This is the summary [0] from the Benton Institute for Broadband & Society, who seem to be in support of the legislation. I get the feeling the definition of 'operating system' within the legislation isn't how many on HN, or in real life, would define what an OS is, since its implied to be aimed at mobile devices, but we shall see once the actual text is posted.

[0] https://www.benton.org/headlines/rep-gottheimer-announces-bi...

boxed 4 days ago | parent | next [-]

Seems like legislation should come after senators and members of congress directly call Tim Cook en masse to complain that:

1. Screen time reporting has been 100% broken for decades. Just does not work as advertised. False advertising is indeed illegal.

2. The parental controls are a joke. Can't block apps that were ever downloaded by a member of the household. Don't want the kid to have TikTok? You better not have downloaded it on any device ever.

Ucalegon 4 days ago | parent [-]

I do not disagree that there is A LOT that Apple could, and should, be doing to enable parents. The problem that we have is, that if a vendor, like Apple, just decides to continue to have broken systems, there isn't a way to compel them to fix the problem outside of legislation. And, because most people in the House/Senate have a complete lack of technical literacy, we get situations where they define things poorly or special interests get to set those definitions in their favor/for ideological reasons, rather than to make good policy.

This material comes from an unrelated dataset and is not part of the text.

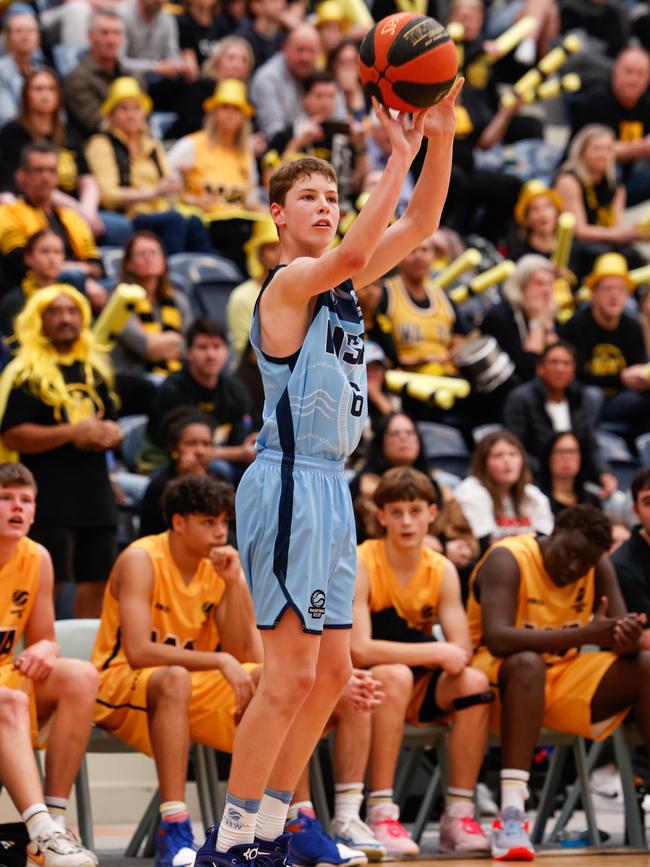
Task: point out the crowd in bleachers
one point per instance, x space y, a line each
137 140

boxed 3 days ago | parent [-]

We agree that legislation won't work because legislators aren't competent.

But you claim that only legislation can force behavior, and I'm pretty sure that if a few senators just relayed their frustration with broken screen time reporting to Tim Cook personally we could get some results.

Ucalegon 3 days ago | parent [-]

Calls don't have enforcement mechanisms/consequences needed to ensure compliance with the desired outcome. The whole point of government is not to ask nicely that something be done, it is to use the power of the state to ensure that something is done. Assuming that the state decides to actually enforce its laws, but that is an entirely different conversation.

WarmWash 4 days ago | parent | prev [-]

You know it's bad when they call it the opposite of what it is.